# removing/replacing 2x4 in bathroom/laundry



## shan2themax (Jan 8, 2010)

In my laundry room, I removed some 'soft' drywall.  Behind this I found a rotten 2x4.  My question is this.....  my laundry room and full bathroom connect.  Is there a way that I can replace this 2x4 (it is a bottom plate) without having to tear out the wall for the bathroom?  there is no other rot and no active leak, so it has been that way for a long time and about a 24 in section of it is basically gone.. and there is no wood under this as the bathtub sits right in front of it..... I would upload a picture but I cant find the charger for my camera....
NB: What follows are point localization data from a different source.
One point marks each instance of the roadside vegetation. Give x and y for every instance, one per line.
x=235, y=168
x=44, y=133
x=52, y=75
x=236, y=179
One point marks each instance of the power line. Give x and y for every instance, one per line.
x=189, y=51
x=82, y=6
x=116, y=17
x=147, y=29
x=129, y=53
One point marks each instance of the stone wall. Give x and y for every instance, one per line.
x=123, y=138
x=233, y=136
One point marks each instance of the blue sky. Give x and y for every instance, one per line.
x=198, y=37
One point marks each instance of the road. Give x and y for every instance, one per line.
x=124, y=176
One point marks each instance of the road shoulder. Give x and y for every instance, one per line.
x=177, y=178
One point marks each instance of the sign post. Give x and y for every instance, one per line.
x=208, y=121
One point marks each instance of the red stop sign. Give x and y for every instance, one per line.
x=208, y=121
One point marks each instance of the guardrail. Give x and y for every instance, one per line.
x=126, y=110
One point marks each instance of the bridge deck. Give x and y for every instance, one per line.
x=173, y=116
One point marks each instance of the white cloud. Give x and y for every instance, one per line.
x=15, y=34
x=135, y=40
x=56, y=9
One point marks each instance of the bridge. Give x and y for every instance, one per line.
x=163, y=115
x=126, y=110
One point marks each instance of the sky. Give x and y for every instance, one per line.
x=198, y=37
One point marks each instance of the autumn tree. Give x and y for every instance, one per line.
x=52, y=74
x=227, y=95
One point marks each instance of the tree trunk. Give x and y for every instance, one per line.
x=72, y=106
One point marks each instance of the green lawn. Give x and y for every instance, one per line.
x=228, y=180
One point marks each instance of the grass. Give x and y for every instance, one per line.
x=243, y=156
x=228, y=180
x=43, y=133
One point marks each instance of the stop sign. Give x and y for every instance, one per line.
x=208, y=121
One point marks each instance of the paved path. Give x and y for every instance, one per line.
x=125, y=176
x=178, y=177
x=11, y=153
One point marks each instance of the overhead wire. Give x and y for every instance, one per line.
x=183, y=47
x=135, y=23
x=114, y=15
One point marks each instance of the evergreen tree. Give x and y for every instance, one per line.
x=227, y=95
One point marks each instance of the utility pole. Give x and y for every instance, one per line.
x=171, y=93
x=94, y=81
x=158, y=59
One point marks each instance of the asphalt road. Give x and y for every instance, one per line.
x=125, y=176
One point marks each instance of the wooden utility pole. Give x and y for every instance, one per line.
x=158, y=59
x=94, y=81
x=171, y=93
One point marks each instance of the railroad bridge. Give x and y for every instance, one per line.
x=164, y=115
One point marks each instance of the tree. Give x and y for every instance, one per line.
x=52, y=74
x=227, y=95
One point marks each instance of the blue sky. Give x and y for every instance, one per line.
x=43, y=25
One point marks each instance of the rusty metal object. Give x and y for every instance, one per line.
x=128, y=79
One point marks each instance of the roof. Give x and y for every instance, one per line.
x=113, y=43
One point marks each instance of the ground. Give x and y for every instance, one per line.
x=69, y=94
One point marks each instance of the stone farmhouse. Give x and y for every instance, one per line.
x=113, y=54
Also, I need to put support under this part of the house so that I can turn my w/d around and have them sitting along the same said wall, but they are front loaders so I dont want to  put them there without support.... 


Thanks


----------



## GBR (Jan 9, 2010)

"and about a 24 in section of it is basically gone.. and there is no wood under this as the bathtub sits right in front of it...." ---------------------   no need to pull the tub, just cut the drywall nails in the sole plate and to the floor. Add a new piece. Cut out the rotten PART of the stud, sister a new stud NEXT to it. Won't mess up the bathroom side at all, if you are careful. Use screws in stud/stud and nails in stud/plates.Add blocking same thickness as floor joists underneath for support.    Check for rotten joists.

Be safe, Gary


----------